Câmara aprova MP que concede reajuste salarial a servidores federais

Texto será enviado ao Senado

A Câmara dos Deputados aprovou nesta terça-feira (22) a Medida Provisória 1170/23, que concede reajuste de 9% a todos os servidores federais civis do Poder Executivo, autarquias e fundações, incluindo aposentados e pensionistas com direito à paridade. A MP será enviada ao Senado.

O aumento vale desde 1º de maio de 2023, e os salários corrigidos começaram a ser pagos em junho. A matéria foi aprovada com um substitutivo da deputada Alice Portugal (PCdoB-BA), relatora da MP na comissão mista. A MP foi editada após a sanção, pelo presidente Lula, da Lei 14.563/23, que incluiu no Orçamento da União um complemento para a concessão do reajuste.

“Nós da Central dos Trabalhadores e Trabalhadoras do Brasil (CTB), recebemos com satisfação esse reajuste, embora a Câmara tardiamente, esperou até terça para votar a MP do reajuste, depois de sete anos para umas categorias, e um reajuste que foi em consenso aceitar os 9% mas na esperança de abrirmos negociações efetivas, para restruturação de carreira, fazer reajustes e recompor os anos perdidos de quando o Brasil estava sobre comando de um genocida (Bolsonaro). Esperamos também que o senado tenha agilidade agora porque a MP está quase se expirando”, disse João Paulo Ribeiro (JP), secretário dos Servidores Públicos e Trabalhadores Públicos da CTB e diretor de Relações Institucionais da Confederação dos Servidores Públicos do Brasil (CSPB).

A recomposição por esse índice resultou de acordo entre o governo e mais de 100 entidades representativas dos servidores na mesa de negociação permanente, que estava suspensa desde 2016 e foi retomada no atual governo.

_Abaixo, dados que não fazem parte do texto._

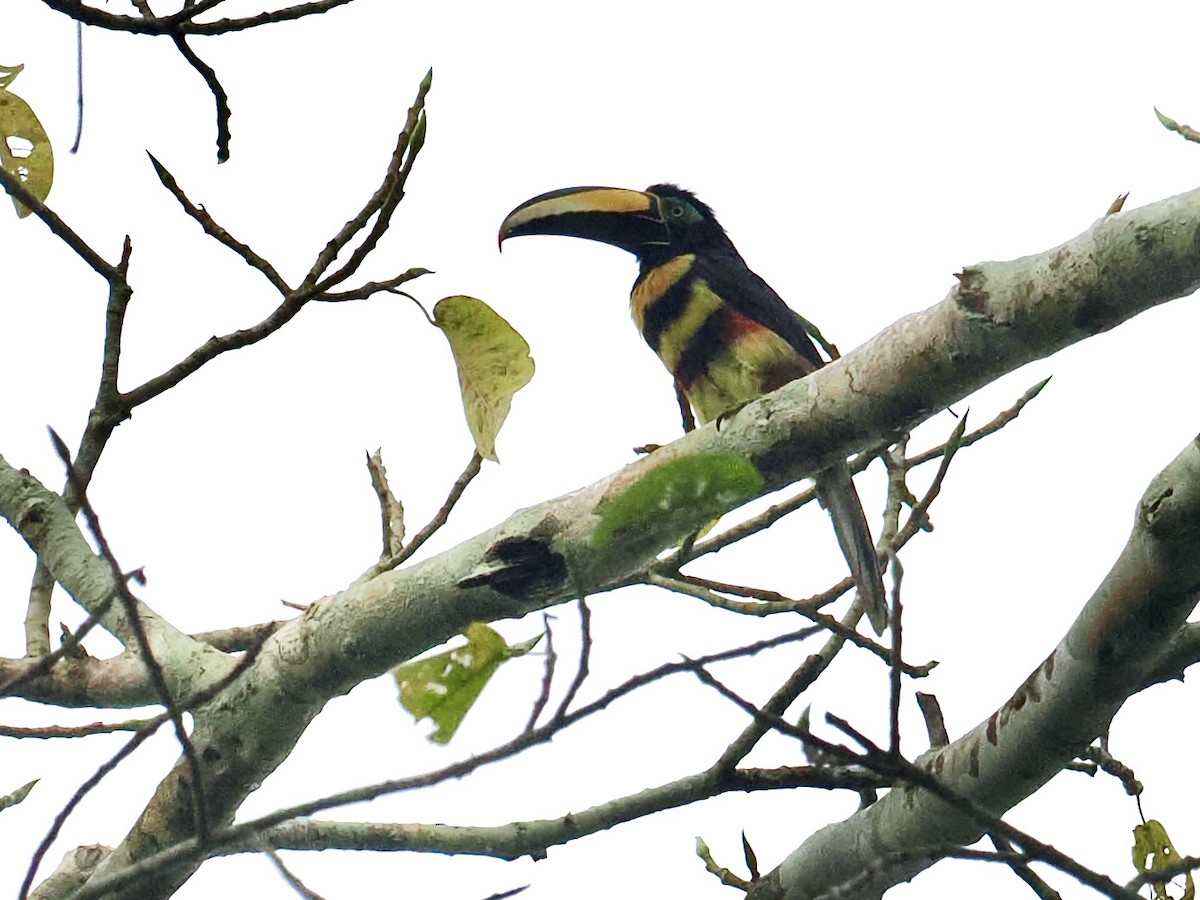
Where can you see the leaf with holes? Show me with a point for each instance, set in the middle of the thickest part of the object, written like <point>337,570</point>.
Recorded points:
<point>444,688</point>
<point>1153,852</point>
<point>24,147</point>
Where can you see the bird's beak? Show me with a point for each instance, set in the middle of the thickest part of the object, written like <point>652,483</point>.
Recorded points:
<point>624,219</point>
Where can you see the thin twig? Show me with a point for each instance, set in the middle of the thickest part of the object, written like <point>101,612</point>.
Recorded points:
<point>219,94</point>
<point>292,880</point>
<point>58,227</point>
<point>215,231</point>
<point>76,799</point>
<point>179,23</point>
<point>73,731</point>
<point>991,427</point>
<point>383,202</point>
<point>581,671</point>
<point>433,525</point>
<point>154,667</point>
<point>191,850</point>
<point>547,676</point>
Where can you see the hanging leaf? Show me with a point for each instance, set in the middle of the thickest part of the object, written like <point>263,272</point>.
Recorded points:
<point>24,147</point>
<point>673,496</point>
<point>493,364</point>
<point>17,796</point>
<point>443,688</point>
<point>1153,852</point>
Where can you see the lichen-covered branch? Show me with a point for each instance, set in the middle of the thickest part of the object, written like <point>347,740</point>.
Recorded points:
<point>997,318</point>
<point>1110,652</point>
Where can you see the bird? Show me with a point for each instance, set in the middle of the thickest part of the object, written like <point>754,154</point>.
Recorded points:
<point>721,331</point>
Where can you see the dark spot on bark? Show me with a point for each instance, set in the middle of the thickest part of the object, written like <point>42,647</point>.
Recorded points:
<point>521,567</point>
<point>972,295</point>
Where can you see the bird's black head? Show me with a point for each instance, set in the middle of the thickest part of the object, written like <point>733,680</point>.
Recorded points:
<point>690,223</point>
<point>654,225</point>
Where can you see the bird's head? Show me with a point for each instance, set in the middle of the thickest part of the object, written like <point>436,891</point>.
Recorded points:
<point>654,225</point>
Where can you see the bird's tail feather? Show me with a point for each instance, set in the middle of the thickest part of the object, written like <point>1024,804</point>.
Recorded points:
<point>835,490</point>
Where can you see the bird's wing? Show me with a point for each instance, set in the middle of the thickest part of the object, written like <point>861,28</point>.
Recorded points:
<point>733,282</point>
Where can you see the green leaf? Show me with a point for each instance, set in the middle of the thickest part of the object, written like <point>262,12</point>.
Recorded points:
<point>1153,852</point>
<point>677,496</point>
<point>493,364</point>
<point>445,687</point>
<point>17,796</point>
<point>24,147</point>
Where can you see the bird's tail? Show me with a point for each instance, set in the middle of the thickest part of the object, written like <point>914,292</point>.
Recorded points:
<point>835,490</point>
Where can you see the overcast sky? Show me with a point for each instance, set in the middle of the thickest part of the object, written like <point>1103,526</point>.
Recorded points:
<point>857,154</point>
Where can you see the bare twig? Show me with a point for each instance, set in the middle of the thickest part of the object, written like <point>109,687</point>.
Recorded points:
<point>252,831</point>
<point>180,22</point>
<point>291,879</point>
<point>215,231</point>
<point>143,643</point>
<point>219,95</point>
<point>547,677</point>
<point>58,227</point>
<point>381,205</point>
<point>581,671</point>
<point>75,731</point>
<point>433,525</point>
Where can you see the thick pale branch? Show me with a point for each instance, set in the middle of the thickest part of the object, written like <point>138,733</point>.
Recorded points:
<point>180,23</point>
<point>1115,646</point>
<point>48,527</point>
<point>534,838</point>
<point>1000,317</point>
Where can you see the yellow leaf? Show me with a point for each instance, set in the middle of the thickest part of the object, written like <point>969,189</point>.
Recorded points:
<point>24,147</point>
<point>493,364</point>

Segundo o Executivo, a correção alcançará mais de 1,1 milhão de beneficiários, dos quais 520 mil servidores civis ativos, 13,6 mil empregados públicos, 450 mil aposentados e 167 mil pensionistas. O custo será da ordem de R$ 9,62 bilhões para o exercício de 2023 e de R$ 13,82 bilhões anualizados a partir do próximo ano.

Auxílio-alimentação
Outro ponto resultante da negociação foi o aumento do auxílio-alimentação em 43%, passando de R$ 458 para R$ 658 mensais.

Entretanto, para o aumento do auxílio bastou a edição da Portaria 977/23, do Ministério da Gestão e da Inovação em Serviços Públicos. O último ano em que houve reajuste desse auxílio foi em 2016.

Codevasf
Uma das mudanças introduzidas no texto cria mais uma diretoria na Companhia de Desenvolvimento do Vale do São Francisco (Codevasf), que passa de três para quatro.

Crédito consignado
Entretanto, outra mudança que havia sido incluída pela relatora foi excluída do texto por meio da aprovação de um destaque e tramitará na forma de projeto de lei a ser enviado pelo Executivo.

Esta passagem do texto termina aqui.